Page Tree:

Child pages
  • Overview of Bamboo's proposed curation application

This wiki space contains archival documentation of Project Bamboo, April 2008 - March 2013.

Skip to end of metadata
Go to start of metadata

This was written by Bruce Barton in December 2011.


Towards the goals of scalable reading and collaborative curation, we will build an application in BTP Phase II to support the curation of text corpora. We aim to facilitate corpora curation in two ways: 1) through the application of text exploration — scalable reading — techniques to assist curators in discovering locations in texts that merit attention; and 2) through crowd sourcing when human judgment is needed in curatorial decision making.

Executing curation workflows in a Text Curation Shop

The curation of texts to produce what Martin Mueller has called diplomatic quality editions involves a number of steps: reading, closely or at a distance; annotation to mark features or errors; collaboration or consultation to agree on emendations; the preparation of revisions; placing a revision for others to access; and documenting what was been done and the relations between the now several distinct manifestations of the text. Each of these steps may involve the use of one or more tools and may produce a number of artifacts: annotations, assertions, discussions, manifestations of the text, and so on. Think of the orchestration of these steps and artifacts as a scholarly workflow. Different workflows involving different tools will be appropriate to different curation strategies.

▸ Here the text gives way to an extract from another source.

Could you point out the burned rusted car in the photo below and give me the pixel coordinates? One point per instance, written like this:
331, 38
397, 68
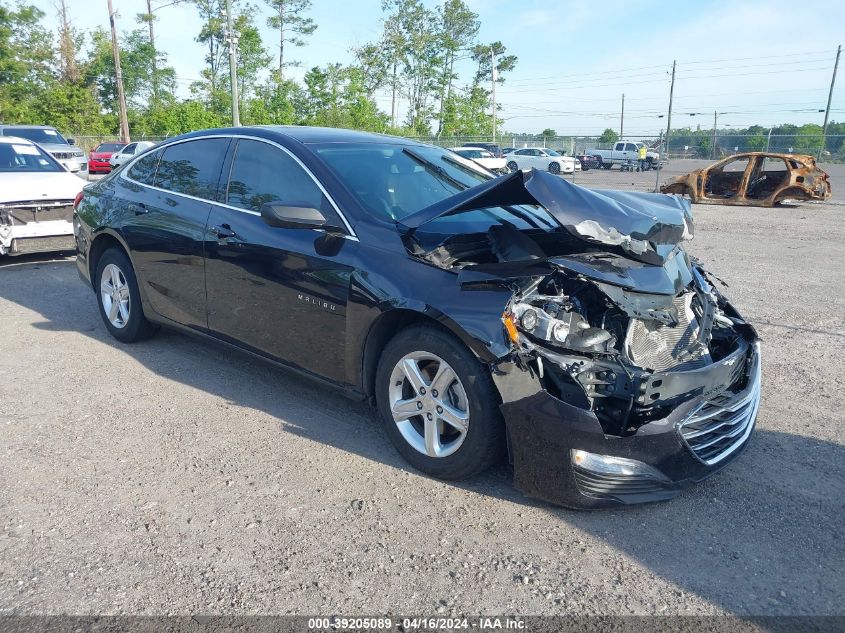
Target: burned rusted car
754, 179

Think of the application we will build in Phase II as a Text Curation Shop, in which tools are available to perform various tasks and in which the arrangement of tools makes it easy to move a piece — a text — through the shop. As in a custom furniture shop, the tools are provided by different tool makers and specialized tools may be brought into the shop when needed. Efficiency comes through the organization and arrangement of the tools and staging areas for work in progress. In the Text Curation Shop, the arrangement of tools can be adjusted to suit the workflow, and scholarly data management performs the staging area function. Workflows may be executed by hand for small jobs; large scale, repetitive jobs can be automated.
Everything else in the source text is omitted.